BIANCHI MS; HERNANDO-INSÚA A; CHASSEING NA; RODRÍGUEZ JM; ELÍAS F; LAGO N; ZORZOPULOS J; LIBERTUN C; MONTANER AD; LUX-LANTOS VA

DIABETOLOGIA

Springer

Lugar: Berlin /Heidelberg; Año: 2010 vol. 53 p. 1184 - 1189

0012-186X

Aims/hypothesis: IMT504 is an oligonucleotide that promotes tissue repair in bone injury and neuropathic pain models by stimulating progenitor cells. Here we evaluated the effect of IMT504 on the recovery of streptozotocin (STZ)-induced diabetes. Methods: Male Sprague-Dawley rats were injected with STZ (60 mg/kg, i.p., day 1) or citrate buffer (Control). Animals with glycaemia between 11-20 mM on day 4 were injected with IMT504 (4 mg/animal in saline, s.c., STZ-IMT504) or with saline (STZ-Saline) for 10 days. Glycaemia, water and food intakes were recorded for 33 days.

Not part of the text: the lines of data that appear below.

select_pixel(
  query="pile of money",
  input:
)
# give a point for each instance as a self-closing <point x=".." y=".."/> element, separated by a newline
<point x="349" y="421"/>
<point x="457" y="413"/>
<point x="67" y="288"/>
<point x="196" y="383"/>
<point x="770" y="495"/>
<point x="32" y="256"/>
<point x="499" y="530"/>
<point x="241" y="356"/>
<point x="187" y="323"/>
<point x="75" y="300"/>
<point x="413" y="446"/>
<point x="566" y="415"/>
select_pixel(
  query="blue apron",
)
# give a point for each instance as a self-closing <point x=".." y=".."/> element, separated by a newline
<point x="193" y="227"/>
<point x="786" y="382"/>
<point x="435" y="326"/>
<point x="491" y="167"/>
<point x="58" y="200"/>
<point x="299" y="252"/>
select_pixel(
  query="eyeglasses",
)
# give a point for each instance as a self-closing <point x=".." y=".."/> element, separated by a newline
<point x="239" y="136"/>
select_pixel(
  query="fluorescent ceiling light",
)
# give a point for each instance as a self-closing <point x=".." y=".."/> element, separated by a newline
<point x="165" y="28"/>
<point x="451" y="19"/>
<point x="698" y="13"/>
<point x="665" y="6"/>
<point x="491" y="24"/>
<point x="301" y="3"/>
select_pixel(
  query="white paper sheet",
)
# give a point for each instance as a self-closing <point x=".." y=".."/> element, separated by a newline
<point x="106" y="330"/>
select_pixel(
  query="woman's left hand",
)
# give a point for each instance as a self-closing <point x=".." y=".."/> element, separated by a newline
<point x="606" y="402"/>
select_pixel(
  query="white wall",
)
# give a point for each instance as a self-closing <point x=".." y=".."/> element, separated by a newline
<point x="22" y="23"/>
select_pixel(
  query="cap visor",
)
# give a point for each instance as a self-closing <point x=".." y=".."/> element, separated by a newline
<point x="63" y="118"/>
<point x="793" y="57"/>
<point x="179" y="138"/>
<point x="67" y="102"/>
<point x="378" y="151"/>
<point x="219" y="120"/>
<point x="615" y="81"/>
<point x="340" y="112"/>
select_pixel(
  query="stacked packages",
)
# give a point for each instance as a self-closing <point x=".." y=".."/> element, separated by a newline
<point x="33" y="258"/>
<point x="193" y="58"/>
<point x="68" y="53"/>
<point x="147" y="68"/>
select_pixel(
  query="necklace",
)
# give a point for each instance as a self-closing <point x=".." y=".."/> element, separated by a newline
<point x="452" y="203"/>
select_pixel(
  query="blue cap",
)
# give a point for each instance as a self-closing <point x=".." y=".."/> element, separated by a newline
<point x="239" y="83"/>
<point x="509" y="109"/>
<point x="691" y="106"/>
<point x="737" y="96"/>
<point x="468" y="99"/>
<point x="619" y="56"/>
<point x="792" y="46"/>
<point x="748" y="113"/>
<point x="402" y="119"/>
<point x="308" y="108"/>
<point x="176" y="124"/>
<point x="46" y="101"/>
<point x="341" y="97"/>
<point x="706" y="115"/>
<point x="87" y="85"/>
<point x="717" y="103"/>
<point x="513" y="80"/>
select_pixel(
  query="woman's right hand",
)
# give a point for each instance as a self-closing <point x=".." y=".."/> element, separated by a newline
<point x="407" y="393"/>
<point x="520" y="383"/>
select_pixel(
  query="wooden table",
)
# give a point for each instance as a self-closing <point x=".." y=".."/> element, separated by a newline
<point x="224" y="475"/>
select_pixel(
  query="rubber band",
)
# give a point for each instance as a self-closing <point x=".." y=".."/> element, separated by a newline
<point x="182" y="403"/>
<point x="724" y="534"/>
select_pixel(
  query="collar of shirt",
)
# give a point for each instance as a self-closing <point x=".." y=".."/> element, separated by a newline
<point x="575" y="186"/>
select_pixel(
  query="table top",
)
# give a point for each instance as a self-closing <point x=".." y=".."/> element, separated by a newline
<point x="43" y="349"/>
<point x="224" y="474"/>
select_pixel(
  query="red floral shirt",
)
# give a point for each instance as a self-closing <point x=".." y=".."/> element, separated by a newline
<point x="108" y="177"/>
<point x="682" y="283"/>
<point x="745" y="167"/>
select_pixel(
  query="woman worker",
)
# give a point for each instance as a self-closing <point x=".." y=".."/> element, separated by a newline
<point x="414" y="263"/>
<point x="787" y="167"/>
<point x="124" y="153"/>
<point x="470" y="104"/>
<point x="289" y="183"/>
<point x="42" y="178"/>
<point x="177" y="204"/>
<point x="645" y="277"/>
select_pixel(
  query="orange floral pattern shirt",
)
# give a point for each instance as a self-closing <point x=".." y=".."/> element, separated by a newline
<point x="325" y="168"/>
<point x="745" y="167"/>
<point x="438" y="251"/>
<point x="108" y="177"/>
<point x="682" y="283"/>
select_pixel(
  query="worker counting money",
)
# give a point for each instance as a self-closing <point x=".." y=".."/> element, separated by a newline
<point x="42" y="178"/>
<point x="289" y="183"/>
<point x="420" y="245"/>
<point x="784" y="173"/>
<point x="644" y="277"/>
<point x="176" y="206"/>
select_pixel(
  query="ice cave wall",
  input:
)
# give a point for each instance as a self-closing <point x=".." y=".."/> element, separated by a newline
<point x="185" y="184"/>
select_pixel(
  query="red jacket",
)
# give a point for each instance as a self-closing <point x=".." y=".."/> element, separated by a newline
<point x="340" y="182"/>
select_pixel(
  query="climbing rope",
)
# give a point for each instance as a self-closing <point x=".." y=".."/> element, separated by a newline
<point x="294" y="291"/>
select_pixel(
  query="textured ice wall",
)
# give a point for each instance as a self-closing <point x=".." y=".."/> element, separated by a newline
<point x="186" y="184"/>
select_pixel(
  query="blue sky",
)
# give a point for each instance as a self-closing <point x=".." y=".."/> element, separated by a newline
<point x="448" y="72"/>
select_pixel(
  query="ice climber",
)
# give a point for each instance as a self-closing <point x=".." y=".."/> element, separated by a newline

Glucose tolerance tests (IPGTT) were performed on day 30. On day 35, overnight-fasted animals were killed and blood samples and pancreases collected for hormonal and histological studies. A second group of STZ-IMT504 was killed, together with Control and STZ-Saline rats, after two consecutive days of blood glucose decreases after the beginning of IMT504 treatment. Pancreases were collected and proliferating cell nuclear antigen (PCNA), nestin and neurogenin3 (Ngn3) detected by immunohistochemistry. Results: IMT504 greatly improved blood glucose and food and water intakes in STZ-IMT504 by day 8, as well as IPGTTs on day 30. Significant increases in islet number and beta cell content were observed in STZ-IMT504 (day 33). Furthermore, after 2-5 IMT504 injections, blood glucose decreased and an increase in pancreatic nestin (mainly in endothelial cells), PCNA and Ngn3 expression (in islets) was observed in STZ-IMT504. Conclusions/interpretation: IMT504 induced a marked recovery of STZ-induced diabetes which correlated with early expression of progenitor cell markers, such as nestin and Ngn3.